Select True to use hostnames instead of IP Addresses for instances during cluster deployment.

...

  1. Configure the CDP cluster to access the storage account used by Kyvos from within Spark jobs.

    1. Log in to the Cloudera management console and go to Data Hub Clusters.

    2. Open the Cloudera Manager application by clicking the CM URL link, as shown in the following figure.

    3. On the Compute cluster, open Spark configurations from the Services dropdown.

    4. On the Configuration tab, search for the yarn.access.hadoopFileSystems property, and replace the existing value with the location of the container used in Kyvos. If you do not find the property, then add a new property with value as the container location.
      For example:
      yarn.access.hadoopFileSystems=abfs://data@kyvoscdp.dfs.core.windows.net,abfs://kyvoscontainer92604@kyvos33333.dfs.core.windows.net
      Here, the highlighted part is added to the existing value.

    5. Restart affected services.

  2. Configure IDBroker mapping for Kyvos user on CDP, using the following steps.

    1. On the navigation pane, click Environments, and then click Actions > Manage Access.

    2. Click the IDBroker Mappings tab and add user or group by clicking the Edit option in the Current Mappings section.

    3. Click the plus icon to add a user or group, select a user or group from the dropdown, and enter a role in the Role input.

    4. Click Save and Sync .

  3. Ensure that the CDP DataAssumerRole is assigned to the Kyvos storage account with Storage blob data contributor.

  4. Add cacerts file from /opt to /data/kyvos/app/kyvos/jre/jre/lib/security folder on all nodes (Kyvos Manager, BI Server, and Query Engines).

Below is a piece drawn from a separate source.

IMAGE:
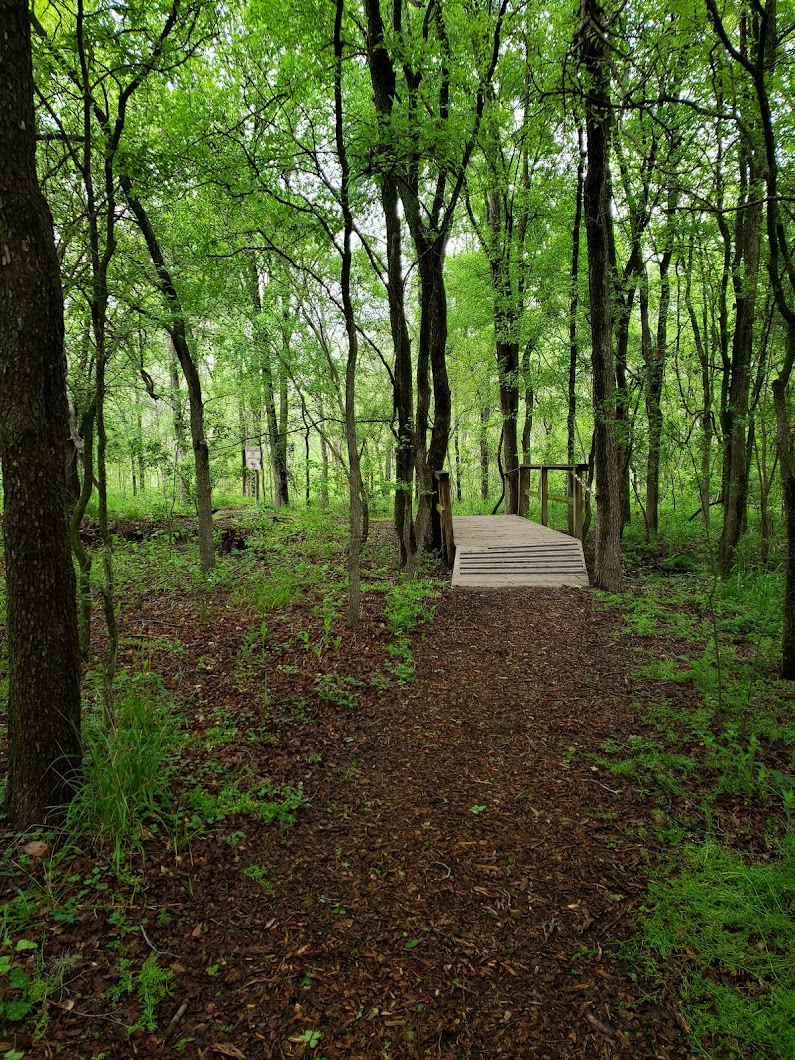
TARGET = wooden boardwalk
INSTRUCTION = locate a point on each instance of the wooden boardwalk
(496, 551)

This file is added from the CDP master node to /opt at the time of image creation.

  5. Make the Host entry in /etc/hosts of CDP master hostname with CDP master private IP address on BI server nodes.

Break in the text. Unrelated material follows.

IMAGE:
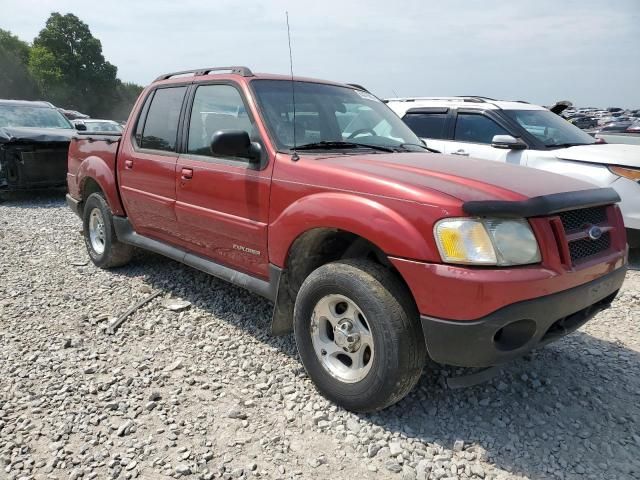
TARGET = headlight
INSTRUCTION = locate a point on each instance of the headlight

  6. Change vendor from Databricks to Cloudera from Kyvos Manager, using the following steps.

    1. Log on to Kyvos Manager, and navigate to Manage Kyvos > Hadoop Ecosystem Configuration.

    2. Change the value for vendor from DATABRICKS to CLOUDERA .

    3. Change file system type from ABFSS to ABFS.

    4. In the HDInsights Home field, provide the value as /opt/cloudera/parcels/CDH/meta/

    5. Provide the Namenode IP.

    6. Change the value for Hadoop version to 3.1.1

    7. Provide Cloudera version in Hadoop parameters as 7.2.2

    8. Select Hive version as 3.1

    9. Provide Hive JDBC URL. You can copy the Hive JDBC URL from the Cloudera manager application.

    10. Select Spark version as 2.4

    11. Update the Spark Library Path to /opt/cloudera/parcels/CDH/lib/spark/jars,/opt/cloudera/parcels/CDH/jars/spark-hive_2.11-2.4.5.7.2.2.7-6.jar,/opt/cloudera/parcels/CDH/jars/spark-atlas-connector-assembly-0.1.0.7.2.2.7-6.jar

    12. Provide Spark history server URL.

    13. Select both Sync Library and Sync Configurations.

  7. On the Security configuration, provide details as:

    1. Change the Hadoop Security Type from SIMPLE to KERBEROS.

    2. Provide Keytab User Name and Keytab file details.
      Refer to the Cloudera documentation to download the Keytab file .

    3. Upload local policy jar and US export policy jar.

  8. Go back to Hadoop Ecosystem Configurations  screen on Kyvos Manager. Select both Sync Library and Sync Configurations and submit.

  9. Click Apply from the top-right of the screen.

  10. Change the owner of azcopy executable file from adminuser to kyvos.

    1. Location : /data/kyvos/installs/bin

    2. This needs to be done on all nodes for Kyvos Manager, BI Server, and Query engines.

    3. Restart the Kyvos services.

  11. To design a cube semantic model over data residing on the Snowflake data source, then add the following property on the Kyvos connection screen and restart the BI service.

...

This completes Kyvos installation and deployment in your environment, you can now access Kyvos to start creating your cubessemantic models.